Asthma attacks can be terror-inducing for children and parents, and often require intensive respiratory treatment and ongoing medication. But simple, practical interventions can also make a big difference.
HF1793, sponsored by Rep. Kelly Morrison (DFL-Deephaven), would make these interventions more accessible for children on Medical Assistance by providing coverage for environmental assessments of the children’s homes and allergen-reducing products – like vacuum cleaners, dehumidifiers, pest-control supplies, or bed and pillow encasements – to eliminate triggers and mitigate symptoms.
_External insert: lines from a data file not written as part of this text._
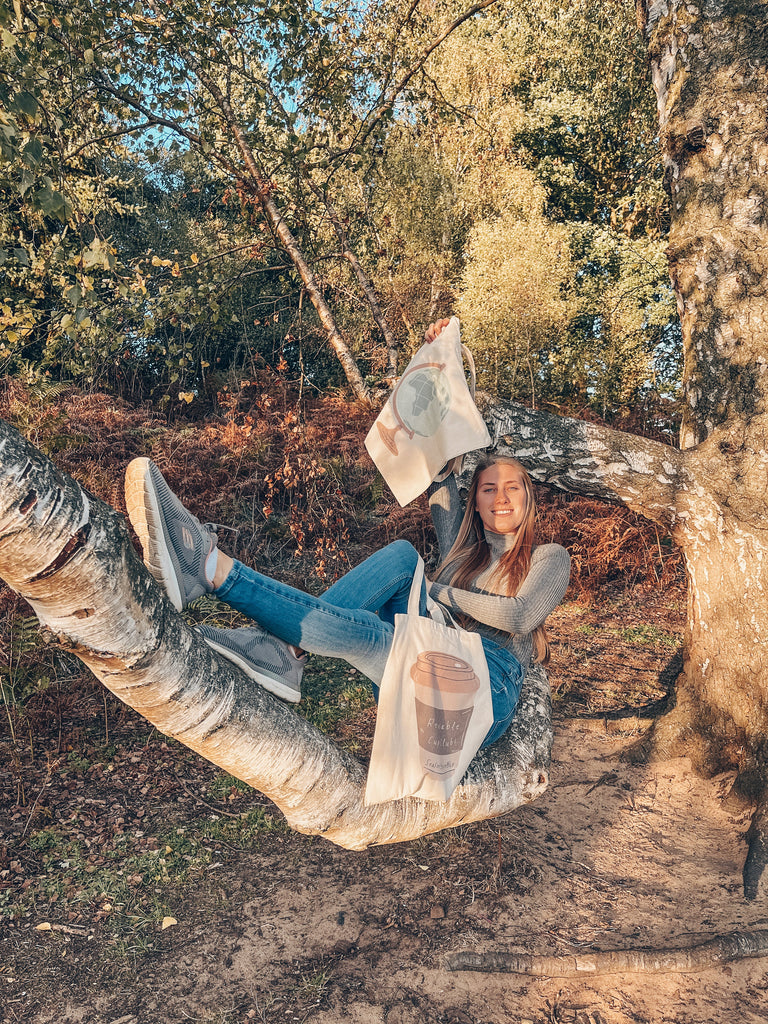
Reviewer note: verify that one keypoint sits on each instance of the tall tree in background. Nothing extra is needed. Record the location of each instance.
(266, 96)
(710, 70)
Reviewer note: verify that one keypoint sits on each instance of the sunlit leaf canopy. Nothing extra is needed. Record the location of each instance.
(135, 250)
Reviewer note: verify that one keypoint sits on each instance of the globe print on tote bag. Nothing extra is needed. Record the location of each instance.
(420, 402)
(429, 419)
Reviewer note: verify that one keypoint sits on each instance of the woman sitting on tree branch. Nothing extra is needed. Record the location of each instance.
(492, 577)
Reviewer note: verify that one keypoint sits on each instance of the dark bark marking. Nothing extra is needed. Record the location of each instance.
(757, 855)
(29, 503)
(76, 542)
The House Health Finance and Policy Committee laid it over Friday for possible inclusion in an omnibus bill. There is no Senate companion.
The interventions cost an average of $468, but save an average of $2,428 per child, Morrison said.
“It’s time to pass this common-sense bill,” she said. “Everyone wins: children with asthma, their families, health care providers, and insurers and taxpayers.”
To receive these covered services, children would need to be under age 21; have received a referral from a health care provider; and have received asthma care from a hospital emergency department, or been hospitalized for asthma treatment, at least once in the previous year.
In Ramsey County – where these services are already provided through the county’s “Healthy Homes” program – low-income children are the most likely to be hospitalized for asthma, county commissioner Nicole Frethem said.
“A typical child referred to our program has multiple emergency room visits every year. Four to six visits is not uncommon. And estimated costs for each ER treatment are between $2,500 and $3,000,” Frethem said. “This does not include the additional costs the family bears.”
But after intervention – usually costing between $600 and $700 in Ramsey County – families do “much better” managing their children’s asthma, rarely returning to the emergency room.
“There is that much improvement from one or two home visits and simply providing these … products,” Frethem said. “This work makes a real difference in the short- and long-term health and well-being of the kids we work with.”